When Uzumasa film studios (Japan’s equivalent to Hollywood) - where 71 year actor Seiichi (Seizô Fukmoto) has spent his entire career - decides to discontinue its samurai epics, Seiichi finds himself at a loss. A master of the art, he lives to die - or more exactly ‘to be cut’ - in order to show a beautiful, spectacular death on screen. But as work for his skill-set begins to dry up and his own professional and physical decline starts to set in, hope arrives in the form of a young girl named Satsuki (Chihiro Yamamoto), who soon becomes Seiichi ‘s disciple as her star begins to rise. Will the art of dying by the sword live on?
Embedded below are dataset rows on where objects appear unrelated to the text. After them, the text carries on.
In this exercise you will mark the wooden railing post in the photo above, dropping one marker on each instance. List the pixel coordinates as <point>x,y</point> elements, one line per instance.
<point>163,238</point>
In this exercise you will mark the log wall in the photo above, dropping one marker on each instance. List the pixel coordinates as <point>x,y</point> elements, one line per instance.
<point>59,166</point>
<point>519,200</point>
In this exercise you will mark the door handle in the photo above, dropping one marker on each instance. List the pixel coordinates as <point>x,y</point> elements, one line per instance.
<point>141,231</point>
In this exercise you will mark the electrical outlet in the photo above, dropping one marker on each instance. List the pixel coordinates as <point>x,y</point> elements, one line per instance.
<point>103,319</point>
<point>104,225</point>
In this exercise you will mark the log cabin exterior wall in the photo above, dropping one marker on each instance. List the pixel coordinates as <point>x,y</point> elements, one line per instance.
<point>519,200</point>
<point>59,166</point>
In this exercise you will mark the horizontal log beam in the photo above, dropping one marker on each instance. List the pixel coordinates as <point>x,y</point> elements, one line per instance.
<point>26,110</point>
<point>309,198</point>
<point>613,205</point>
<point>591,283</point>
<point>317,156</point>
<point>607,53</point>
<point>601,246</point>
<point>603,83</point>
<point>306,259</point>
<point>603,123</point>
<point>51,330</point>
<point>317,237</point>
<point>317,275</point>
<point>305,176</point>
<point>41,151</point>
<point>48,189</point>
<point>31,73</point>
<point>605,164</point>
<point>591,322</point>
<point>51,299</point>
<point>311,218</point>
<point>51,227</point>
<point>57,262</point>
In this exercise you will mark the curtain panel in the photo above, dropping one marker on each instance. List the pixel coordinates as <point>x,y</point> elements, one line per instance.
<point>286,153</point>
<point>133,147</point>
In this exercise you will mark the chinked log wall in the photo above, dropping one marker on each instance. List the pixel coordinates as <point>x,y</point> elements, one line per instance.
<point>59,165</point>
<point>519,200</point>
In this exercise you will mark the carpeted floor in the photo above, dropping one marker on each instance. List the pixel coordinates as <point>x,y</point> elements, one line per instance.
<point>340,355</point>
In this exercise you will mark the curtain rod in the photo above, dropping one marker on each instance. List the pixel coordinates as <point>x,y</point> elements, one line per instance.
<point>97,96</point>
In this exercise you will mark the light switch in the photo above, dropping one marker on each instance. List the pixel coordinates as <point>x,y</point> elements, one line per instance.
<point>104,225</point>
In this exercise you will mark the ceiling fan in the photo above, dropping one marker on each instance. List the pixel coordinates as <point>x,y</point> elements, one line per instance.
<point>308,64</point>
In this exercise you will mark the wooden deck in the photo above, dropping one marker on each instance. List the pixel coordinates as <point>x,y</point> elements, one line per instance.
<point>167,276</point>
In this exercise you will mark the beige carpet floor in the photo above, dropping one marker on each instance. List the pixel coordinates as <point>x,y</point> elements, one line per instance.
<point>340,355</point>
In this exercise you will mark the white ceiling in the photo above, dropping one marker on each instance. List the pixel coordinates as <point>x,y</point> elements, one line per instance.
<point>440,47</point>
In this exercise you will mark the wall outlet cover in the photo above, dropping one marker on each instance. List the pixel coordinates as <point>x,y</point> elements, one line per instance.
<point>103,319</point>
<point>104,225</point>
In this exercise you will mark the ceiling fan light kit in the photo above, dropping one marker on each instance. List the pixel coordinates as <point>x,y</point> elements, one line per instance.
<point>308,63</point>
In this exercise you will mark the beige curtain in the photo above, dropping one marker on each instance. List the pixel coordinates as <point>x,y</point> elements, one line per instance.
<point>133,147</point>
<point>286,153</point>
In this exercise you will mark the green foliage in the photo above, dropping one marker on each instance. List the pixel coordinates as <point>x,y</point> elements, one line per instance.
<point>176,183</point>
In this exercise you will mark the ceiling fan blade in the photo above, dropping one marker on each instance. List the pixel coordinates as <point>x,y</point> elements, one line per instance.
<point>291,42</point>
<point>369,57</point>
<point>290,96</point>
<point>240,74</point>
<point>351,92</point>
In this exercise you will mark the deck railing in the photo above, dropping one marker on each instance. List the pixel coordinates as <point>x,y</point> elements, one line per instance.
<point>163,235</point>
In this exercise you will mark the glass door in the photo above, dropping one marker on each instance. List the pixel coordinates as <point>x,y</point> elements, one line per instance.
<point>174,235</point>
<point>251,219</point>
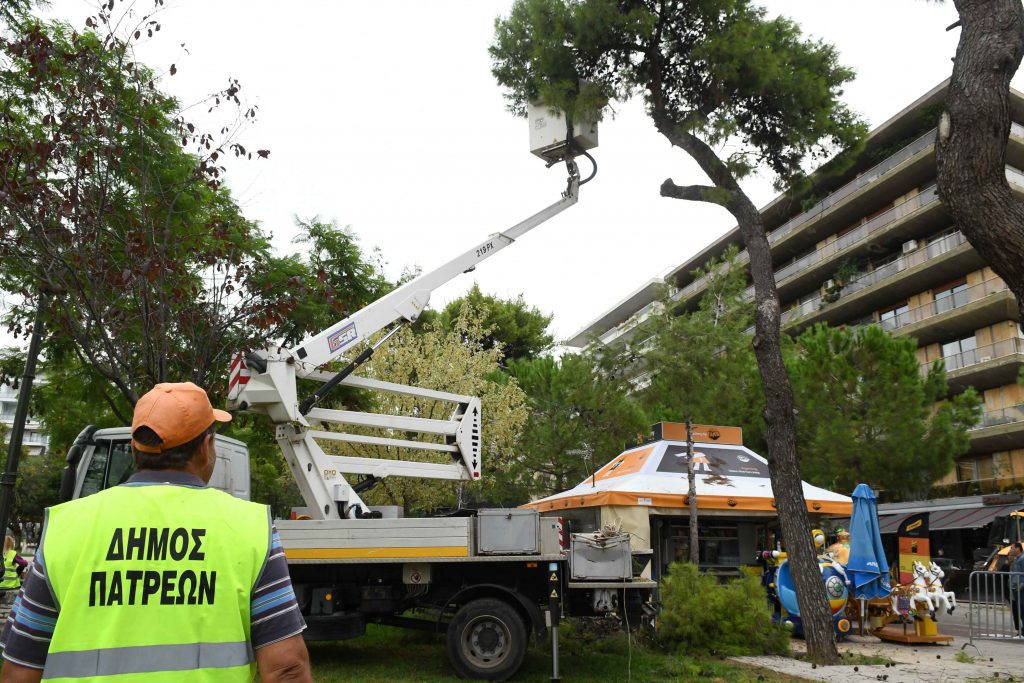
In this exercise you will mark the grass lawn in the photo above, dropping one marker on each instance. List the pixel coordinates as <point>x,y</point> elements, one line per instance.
<point>392,654</point>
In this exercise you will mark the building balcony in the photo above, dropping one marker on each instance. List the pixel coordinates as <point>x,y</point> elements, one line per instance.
<point>625,331</point>
<point>965,311</point>
<point>919,151</point>
<point>977,487</point>
<point>998,430</point>
<point>888,283</point>
<point>987,366</point>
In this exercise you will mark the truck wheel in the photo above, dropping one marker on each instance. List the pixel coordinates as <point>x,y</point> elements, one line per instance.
<point>486,640</point>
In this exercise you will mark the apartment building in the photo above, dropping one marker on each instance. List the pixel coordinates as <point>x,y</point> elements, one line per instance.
<point>34,439</point>
<point>876,246</point>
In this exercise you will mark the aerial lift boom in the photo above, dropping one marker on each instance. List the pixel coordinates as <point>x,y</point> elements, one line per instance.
<point>265,382</point>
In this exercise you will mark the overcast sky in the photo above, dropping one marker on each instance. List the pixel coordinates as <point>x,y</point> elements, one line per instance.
<point>384,116</point>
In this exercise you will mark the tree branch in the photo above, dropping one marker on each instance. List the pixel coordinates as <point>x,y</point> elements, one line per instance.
<point>694,193</point>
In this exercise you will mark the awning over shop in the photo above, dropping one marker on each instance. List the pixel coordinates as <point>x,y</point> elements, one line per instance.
<point>946,519</point>
<point>729,477</point>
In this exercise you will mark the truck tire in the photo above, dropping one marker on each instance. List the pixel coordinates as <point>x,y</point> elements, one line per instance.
<point>486,640</point>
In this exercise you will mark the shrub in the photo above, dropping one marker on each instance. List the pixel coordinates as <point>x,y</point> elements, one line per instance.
<point>701,616</point>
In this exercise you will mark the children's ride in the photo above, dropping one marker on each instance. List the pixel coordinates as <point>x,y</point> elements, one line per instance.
<point>920,588</point>
<point>939,594</point>
<point>781,591</point>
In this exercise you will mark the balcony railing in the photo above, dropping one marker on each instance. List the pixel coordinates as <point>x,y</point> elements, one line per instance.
<point>883,220</point>
<point>939,306</point>
<point>630,324</point>
<point>974,487</point>
<point>868,176</point>
<point>981,354</point>
<point>863,281</point>
<point>1004,416</point>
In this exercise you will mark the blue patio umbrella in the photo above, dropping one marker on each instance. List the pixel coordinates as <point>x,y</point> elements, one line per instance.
<point>867,569</point>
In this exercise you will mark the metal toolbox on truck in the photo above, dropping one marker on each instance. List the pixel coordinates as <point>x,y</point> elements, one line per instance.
<point>597,557</point>
<point>508,531</point>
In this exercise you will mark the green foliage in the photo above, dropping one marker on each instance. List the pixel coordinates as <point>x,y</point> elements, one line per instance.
<point>335,279</point>
<point>866,415</point>
<point>520,331</point>
<point>720,70</point>
<point>580,417</point>
<point>38,486</point>
<point>700,361</point>
<point>700,616</point>
<point>846,270</point>
<point>116,203</point>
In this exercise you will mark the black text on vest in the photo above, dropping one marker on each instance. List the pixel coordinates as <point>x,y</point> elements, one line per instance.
<point>165,587</point>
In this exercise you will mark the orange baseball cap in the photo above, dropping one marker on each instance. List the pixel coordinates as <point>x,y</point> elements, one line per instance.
<point>177,412</point>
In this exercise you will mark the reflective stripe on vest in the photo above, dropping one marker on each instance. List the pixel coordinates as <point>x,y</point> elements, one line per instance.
<point>154,580</point>
<point>147,659</point>
<point>10,578</point>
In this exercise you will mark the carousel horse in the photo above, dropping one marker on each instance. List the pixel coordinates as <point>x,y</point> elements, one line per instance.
<point>920,587</point>
<point>941,596</point>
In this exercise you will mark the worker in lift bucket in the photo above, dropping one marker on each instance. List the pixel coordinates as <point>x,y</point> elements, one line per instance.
<point>161,578</point>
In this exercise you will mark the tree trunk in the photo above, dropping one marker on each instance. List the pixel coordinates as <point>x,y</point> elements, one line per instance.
<point>780,431</point>
<point>971,151</point>
<point>779,418</point>
<point>691,498</point>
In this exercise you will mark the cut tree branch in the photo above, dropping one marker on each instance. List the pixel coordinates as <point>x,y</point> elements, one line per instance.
<point>695,193</point>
Using Charlie Chaplin’s Limelight as its underlying theme and with a beautifully elegiac and touching central performance from Fukumoto (who is said to have acted out 50,000 on-screen deaths during his 50 year career and who deservedly picked up numerous awards for his work here), this real-life veteran of hack ‘n’ slash features gets his richly deserved moment in the limelight. And along the way demonstrates that it's not just the sword but the acting skills on show from these fine, yet often over-looked performers, that can also cut deep.